A series of strict Covid-led lockdowns in major economic and industrial hubs, weighed heavily on Chinese assets, with major stock indices in mainland China losing more than 30% from early-2021 highs, while the Hang Seng index almost halved in the same period.
China's zero-COVID policy has been a key factor in keeping a cap on commodities prices in the last months, as repeated lockdowns in major economic hubs such as Shanghai and Shenzhen have slowed business and industrial activity, and pared energy and industrial metals demand in the world's second-largest economy.
The positive sentiment didn’t reverse yesterday even after the comments from the Chinese foreign ministry spokesperson Zhao Lijian to Reuters that he was unaware of the situation.
Following the improved risk sentiment, the beaten-down Hang Seng index gained 5% on Tuesday and another 2,5% on Wednesday, before suspending its operations at the back of the issuance of a Tropical Cyclone Warning Signal Number 8 by the Hong Kong Observatory.
Hang Seng index, 15-minute chart
Hong Kong prepares for the arrival of the severe tropical storm Nalgae, which sustained winds of 63 miles (101 kilometers) per hour and disrupted businesses and air travel as it reached the T8 signal in the morning.

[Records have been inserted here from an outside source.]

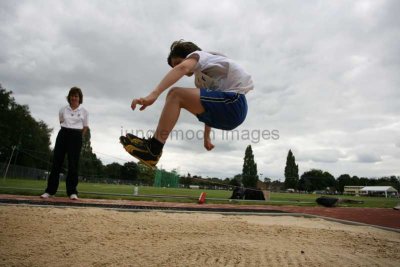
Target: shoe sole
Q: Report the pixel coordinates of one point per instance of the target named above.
(126, 142)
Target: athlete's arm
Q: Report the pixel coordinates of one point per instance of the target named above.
(184, 68)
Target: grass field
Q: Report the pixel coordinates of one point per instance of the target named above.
(113, 191)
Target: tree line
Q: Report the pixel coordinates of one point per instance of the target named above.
(319, 180)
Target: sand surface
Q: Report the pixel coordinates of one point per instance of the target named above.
(49, 236)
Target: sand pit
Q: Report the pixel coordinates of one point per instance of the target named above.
(49, 236)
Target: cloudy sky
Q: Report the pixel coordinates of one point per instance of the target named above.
(326, 76)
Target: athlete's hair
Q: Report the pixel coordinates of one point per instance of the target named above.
(75, 91)
(181, 49)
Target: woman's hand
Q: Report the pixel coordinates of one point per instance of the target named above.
(144, 101)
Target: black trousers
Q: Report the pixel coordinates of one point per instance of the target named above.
(68, 142)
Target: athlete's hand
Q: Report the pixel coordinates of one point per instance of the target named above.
(207, 143)
(144, 101)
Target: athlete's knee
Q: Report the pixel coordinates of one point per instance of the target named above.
(174, 93)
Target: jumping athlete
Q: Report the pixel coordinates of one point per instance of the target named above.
(218, 100)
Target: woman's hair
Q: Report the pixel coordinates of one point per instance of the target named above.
(75, 91)
(181, 49)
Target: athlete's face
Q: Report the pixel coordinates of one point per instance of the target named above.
(74, 100)
(175, 61)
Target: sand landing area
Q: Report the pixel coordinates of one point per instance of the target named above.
(87, 236)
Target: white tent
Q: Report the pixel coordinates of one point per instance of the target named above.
(378, 189)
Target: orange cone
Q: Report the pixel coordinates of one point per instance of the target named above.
(202, 198)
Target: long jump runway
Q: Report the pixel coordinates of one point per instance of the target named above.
(379, 217)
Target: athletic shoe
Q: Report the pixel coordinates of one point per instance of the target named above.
(140, 149)
(46, 195)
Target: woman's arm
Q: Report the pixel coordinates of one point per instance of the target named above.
(207, 140)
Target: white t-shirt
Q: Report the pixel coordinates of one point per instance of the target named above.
(74, 119)
(219, 73)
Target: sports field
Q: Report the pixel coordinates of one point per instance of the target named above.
(114, 191)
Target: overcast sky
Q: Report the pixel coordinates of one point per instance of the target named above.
(326, 74)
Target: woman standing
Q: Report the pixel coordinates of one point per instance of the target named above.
(74, 124)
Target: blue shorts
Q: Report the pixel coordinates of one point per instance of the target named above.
(223, 110)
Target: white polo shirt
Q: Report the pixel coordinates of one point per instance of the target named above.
(218, 73)
(74, 119)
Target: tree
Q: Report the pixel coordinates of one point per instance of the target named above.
(291, 172)
(249, 172)
(19, 129)
(145, 174)
(316, 180)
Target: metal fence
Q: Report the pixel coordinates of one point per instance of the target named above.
(17, 171)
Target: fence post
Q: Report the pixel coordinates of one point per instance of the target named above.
(8, 165)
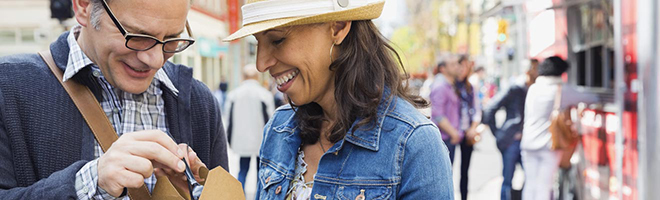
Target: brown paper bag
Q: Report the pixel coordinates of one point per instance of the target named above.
(218, 184)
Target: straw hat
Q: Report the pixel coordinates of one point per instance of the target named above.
(261, 15)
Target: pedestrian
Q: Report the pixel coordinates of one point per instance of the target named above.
(445, 104)
(221, 94)
(47, 151)
(540, 161)
(249, 107)
(470, 118)
(351, 129)
(509, 134)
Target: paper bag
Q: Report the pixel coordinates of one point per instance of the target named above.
(218, 184)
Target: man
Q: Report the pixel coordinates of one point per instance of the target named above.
(445, 104)
(540, 161)
(250, 106)
(508, 136)
(47, 150)
(221, 94)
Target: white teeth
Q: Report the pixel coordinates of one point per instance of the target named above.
(286, 78)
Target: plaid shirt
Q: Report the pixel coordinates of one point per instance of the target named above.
(127, 113)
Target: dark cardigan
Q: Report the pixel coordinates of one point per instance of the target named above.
(44, 140)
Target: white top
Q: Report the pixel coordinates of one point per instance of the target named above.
(538, 107)
(248, 121)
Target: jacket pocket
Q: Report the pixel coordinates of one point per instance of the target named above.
(356, 192)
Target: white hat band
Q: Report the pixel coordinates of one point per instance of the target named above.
(278, 9)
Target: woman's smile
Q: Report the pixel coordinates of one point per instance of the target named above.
(285, 80)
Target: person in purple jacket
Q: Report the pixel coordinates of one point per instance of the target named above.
(445, 104)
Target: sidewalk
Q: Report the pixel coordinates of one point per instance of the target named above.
(485, 173)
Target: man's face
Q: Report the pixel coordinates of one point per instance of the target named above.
(453, 68)
(133, 71)
(533, 72)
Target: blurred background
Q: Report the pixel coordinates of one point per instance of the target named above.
(611, 46)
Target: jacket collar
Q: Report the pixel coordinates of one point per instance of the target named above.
(367, 136)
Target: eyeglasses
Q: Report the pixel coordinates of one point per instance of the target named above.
(140, 42)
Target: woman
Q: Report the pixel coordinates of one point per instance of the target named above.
(470, 117)
(351, 130)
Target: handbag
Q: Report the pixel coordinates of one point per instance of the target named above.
(564, 135)
(222, 185)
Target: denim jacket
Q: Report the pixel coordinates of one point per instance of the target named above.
(399, 156)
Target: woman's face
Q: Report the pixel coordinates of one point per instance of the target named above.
(298, 59)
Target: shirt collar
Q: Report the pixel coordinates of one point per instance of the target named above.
(549, 80)
(78, 61)
(367, 136)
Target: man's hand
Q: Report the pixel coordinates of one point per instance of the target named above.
(133, 157)
(179, 179)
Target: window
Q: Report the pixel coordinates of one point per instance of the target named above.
(28, 36)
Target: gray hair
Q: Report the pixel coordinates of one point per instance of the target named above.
(97, 8)
(95, 17)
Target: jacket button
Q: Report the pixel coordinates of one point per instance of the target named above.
(361, 196)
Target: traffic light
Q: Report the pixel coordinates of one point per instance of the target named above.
(502, 26)
(61, 9)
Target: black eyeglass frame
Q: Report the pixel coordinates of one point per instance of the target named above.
(128, 35)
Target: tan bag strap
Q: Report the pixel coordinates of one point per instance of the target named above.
(94, 115)
(557, 106)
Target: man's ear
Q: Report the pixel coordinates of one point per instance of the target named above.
(340, 31)
(83, 10)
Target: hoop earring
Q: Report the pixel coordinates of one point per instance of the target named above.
(331, 46)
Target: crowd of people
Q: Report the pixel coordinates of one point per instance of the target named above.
(461, 100)
(348, 128)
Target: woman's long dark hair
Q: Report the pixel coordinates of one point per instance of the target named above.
(365, 66)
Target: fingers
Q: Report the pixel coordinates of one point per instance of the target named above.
(157, 153)
(138, 165)
(156, 136)
(134, 156)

Chinese equities in the mainland have also bounced by more than 5% from yearly lows during the two-days rally, with Shenzhen CSI 300 index jumping to the 10,900 level, while the Shanghai Composite index rose above the 3,000 key level.
The optimism for a reopening of the Chinese economy gave a boost to the commodities prices as well, especially for crude oil and industrial metals. Investors hope that the Chinese demand for commodities will improve next year, with Brent crude gaining 2% to $95,50/b, while Copper and Aluminum added more than 2% to $3,50/lb and $2,260/lb respectively after a two-days rebound from their monthly lows.